Na obra de Adorno, a indústria cultural é o ponto de contato entre dois domínios mutuamente exclusivos: a alta arte e a cultura de consumo. A função das indústrias da cultura capitalista está amarrada à função integradora do desenvolvimento capitalista em geral. O que faz a cultura industrial efetiva nesse processo é a organização do tempo livre e da vida cotidiana de acordo com os ciclos de produção capitalistas e a organização da cultura como entretenimento – em si um mecanismo de compensação para o prolongamento e alargamento das condições de trabalho. Alta arte autônoma, como uma esfera de produção restrita, dá à cultura de massa comercialmente acessível a aparência de universalidade. A questão historicamente específica com que Adorno estava preocupado, no período pós-Segunda Guerra Mundial foi se a sociedade poderia chegar ou não à fase da democracia social, ignorando o fascismo pequeno-burguês. As condições que testemunhou nos anos 1930 e 40, apontaram claramente para a integração negativa da sociedade.

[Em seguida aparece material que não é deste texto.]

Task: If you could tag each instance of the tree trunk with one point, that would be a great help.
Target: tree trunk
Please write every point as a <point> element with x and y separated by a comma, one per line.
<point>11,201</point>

Uma grande mudança que nos confronta desde a época de Adorno é a mudança do Estado de bem-estar social pré-guerra e pós-guerra, a era do capitalismo industrial, as formas de análise que estão associados com pós-Fordista ou pós-moderno capitalismo de consumo. O neoliberalismo tem provado ser uma forma muito mais imprudente de aventureirismo capitalista do que o reformismo Keynesiano do pós-guerra, resultando em menor crescimento econômico em todos os setores da economia global e uma maior concentração de capital excedente nas mãos de poucos. É inquestionável de que somos hoje testemunhas de algumas das formas mais autoritárias da ideologia liberal conhecidas até hoje e da restauração do poder de classes. No entanto, a maioria dos trabalhadores culturais estão se acomodando a mercantilização do conhecimento e do silenciamento do pensamento crítico, em particular, na forma de análise de classe. O capitalismo liberal reconhece em si como um sistema injusto: isso é, por definição, o custo da liberdade. Qual é, portanto, está em jogo na institucionalização da cultura contemporânea é o processo pelo qual as classes sociais que controlam o governo vieram implicitamente a compreender as contradições da arte. Sob um ponto de vista liberal, para dizer que a arte triunfa sobre o comércio, é essencialmente a mesma coisa que dizer que o comércio triunfa sobre a arte. Dizê-lo em uma série de televisão e através do tipo de engenharia cultural comercializável que o neoliberalismo incentiva, é redundante.